New research and case studies to aid conservation professionals in bridging economic and cultural approaches to valuing heritage

Project Details

Landscape of a hillside with stone wall built along its ridge

Hadrian's Wall World Heritage Site, Northern England

About

Goal

Material heritage traditionally has been valued and conserved because of its cultural attributes—the beauty, artistry, stories, or other collective meaning associated with a place, building, or object. Economic values and motivations are also important factors in heritage conservation and in contemporary society often strongly influence how heritage is valued and conserved. The Research on the Values of Heritage project sought to bridge economic and cultural approaches to valuing heritage.

Outcomes

  • A 1998 conference on the role of values in heritage conservation
  • A 1998 meeting on the economics of heritage conservation that resulted in a 1999 report entitled Economics and Heritage Conservation
  • A 2000 workshop on assessing the values of heritage that yielded a publication entitled Assessing the Values of Cultural Heritage
  • A 2000 report entitled Values and Heritage Conservation, which includes an annotated bibliography, by conservation professionals and scholars from the social sciences and humanities on the values and benefits of heritage conservation
  • Case studies on Chaco Culture National Historical Park; Grosse Île and the Irish Memorial National Historic Site; Port Arthur Historic Site; and Hadrian's Wall World Heritage Site published as individual case studies and as the single volume, Heritage Values in Site Management: Four Case Studies

Background

Conservation professionals and decision-makers increasingly must confront economic realities or argue on the basis of economic considerations—or both.
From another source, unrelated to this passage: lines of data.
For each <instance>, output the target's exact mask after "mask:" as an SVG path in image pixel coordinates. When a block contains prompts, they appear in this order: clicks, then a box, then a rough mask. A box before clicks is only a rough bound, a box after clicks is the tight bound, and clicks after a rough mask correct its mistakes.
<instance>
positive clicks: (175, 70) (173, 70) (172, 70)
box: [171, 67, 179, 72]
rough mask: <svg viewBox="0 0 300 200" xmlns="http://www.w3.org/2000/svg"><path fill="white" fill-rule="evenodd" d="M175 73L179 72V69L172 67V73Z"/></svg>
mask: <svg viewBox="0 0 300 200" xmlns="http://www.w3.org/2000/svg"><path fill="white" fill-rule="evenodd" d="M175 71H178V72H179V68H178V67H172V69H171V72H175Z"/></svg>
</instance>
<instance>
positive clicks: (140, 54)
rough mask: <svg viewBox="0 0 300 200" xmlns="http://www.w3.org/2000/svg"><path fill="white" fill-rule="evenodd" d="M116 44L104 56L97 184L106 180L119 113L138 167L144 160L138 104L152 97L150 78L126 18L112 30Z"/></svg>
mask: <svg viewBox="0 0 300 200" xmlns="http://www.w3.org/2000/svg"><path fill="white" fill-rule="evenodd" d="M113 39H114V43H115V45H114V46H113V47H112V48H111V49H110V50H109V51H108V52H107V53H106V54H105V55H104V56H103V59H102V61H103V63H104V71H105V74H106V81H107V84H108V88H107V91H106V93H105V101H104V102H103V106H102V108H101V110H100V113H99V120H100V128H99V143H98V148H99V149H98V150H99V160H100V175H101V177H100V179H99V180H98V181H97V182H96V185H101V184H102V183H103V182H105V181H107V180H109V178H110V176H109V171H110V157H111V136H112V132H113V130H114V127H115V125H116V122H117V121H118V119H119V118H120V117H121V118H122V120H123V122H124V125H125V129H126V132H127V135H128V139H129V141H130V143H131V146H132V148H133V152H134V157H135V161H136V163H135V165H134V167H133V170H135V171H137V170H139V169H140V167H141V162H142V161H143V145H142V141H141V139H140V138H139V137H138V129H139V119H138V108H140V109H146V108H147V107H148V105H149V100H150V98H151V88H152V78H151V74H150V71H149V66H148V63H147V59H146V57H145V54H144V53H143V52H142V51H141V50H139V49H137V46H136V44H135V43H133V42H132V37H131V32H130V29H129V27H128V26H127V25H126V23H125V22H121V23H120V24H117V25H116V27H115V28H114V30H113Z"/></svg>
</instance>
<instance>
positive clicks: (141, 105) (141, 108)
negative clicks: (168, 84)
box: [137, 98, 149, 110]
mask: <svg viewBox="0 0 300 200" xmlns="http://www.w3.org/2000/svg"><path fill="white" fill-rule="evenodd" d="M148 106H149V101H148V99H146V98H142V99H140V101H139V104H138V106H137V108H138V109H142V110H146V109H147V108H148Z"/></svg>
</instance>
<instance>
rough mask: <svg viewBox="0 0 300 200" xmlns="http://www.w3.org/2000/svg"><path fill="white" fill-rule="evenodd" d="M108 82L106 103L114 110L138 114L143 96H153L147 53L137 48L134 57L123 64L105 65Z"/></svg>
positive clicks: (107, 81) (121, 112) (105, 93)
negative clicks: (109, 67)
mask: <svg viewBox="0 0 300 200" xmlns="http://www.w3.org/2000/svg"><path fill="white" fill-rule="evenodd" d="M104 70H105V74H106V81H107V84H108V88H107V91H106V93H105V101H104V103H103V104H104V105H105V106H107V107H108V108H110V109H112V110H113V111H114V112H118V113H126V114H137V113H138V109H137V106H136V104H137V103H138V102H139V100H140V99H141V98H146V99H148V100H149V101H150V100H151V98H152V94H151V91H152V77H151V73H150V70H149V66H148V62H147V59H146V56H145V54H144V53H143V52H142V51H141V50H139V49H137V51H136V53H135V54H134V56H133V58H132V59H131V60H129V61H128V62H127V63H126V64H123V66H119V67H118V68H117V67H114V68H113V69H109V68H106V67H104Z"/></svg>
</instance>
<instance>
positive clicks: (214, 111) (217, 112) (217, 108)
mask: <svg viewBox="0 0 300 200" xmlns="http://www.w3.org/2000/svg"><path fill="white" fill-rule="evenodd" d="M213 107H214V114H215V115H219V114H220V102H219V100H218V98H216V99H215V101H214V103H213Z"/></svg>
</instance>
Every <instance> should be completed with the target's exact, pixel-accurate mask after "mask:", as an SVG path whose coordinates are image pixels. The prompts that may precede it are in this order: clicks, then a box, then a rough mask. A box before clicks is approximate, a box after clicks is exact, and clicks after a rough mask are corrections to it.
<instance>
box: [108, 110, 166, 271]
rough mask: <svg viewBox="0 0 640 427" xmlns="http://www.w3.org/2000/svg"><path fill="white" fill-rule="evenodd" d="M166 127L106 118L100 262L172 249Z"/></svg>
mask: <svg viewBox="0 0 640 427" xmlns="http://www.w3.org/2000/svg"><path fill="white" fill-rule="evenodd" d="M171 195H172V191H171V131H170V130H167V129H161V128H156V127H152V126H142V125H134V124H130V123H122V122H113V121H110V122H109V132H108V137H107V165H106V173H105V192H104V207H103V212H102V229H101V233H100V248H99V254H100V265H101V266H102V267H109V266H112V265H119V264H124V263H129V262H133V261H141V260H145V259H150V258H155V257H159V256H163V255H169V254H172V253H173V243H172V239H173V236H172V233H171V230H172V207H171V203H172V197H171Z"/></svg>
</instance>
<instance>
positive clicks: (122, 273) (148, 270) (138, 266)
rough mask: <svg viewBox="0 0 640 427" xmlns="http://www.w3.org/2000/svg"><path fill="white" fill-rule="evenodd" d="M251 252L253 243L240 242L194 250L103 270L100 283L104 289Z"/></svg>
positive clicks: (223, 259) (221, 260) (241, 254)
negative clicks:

But the value of heritage cannot be measured simply in terms of price. Economics and policy decisions are usually thought to be outside the domain of conservation discourse and practice.

Project Overview

The Research on the Values of Heritage project aimed to fill a gap in the conservation field's body of knowledge and to advance our ability to work constructively with economic ideas, tools, and forces. It built on the substantial body of work in cultural economics (which draws heavily from ecological economics) as well as the conservation field's growing awareness of the importance of values, markets, and other social forces in our work—and the need for an integrated approach to conservation. The project furthered this integration through a multidisciplinary program of research, discussion, application, and dissemination.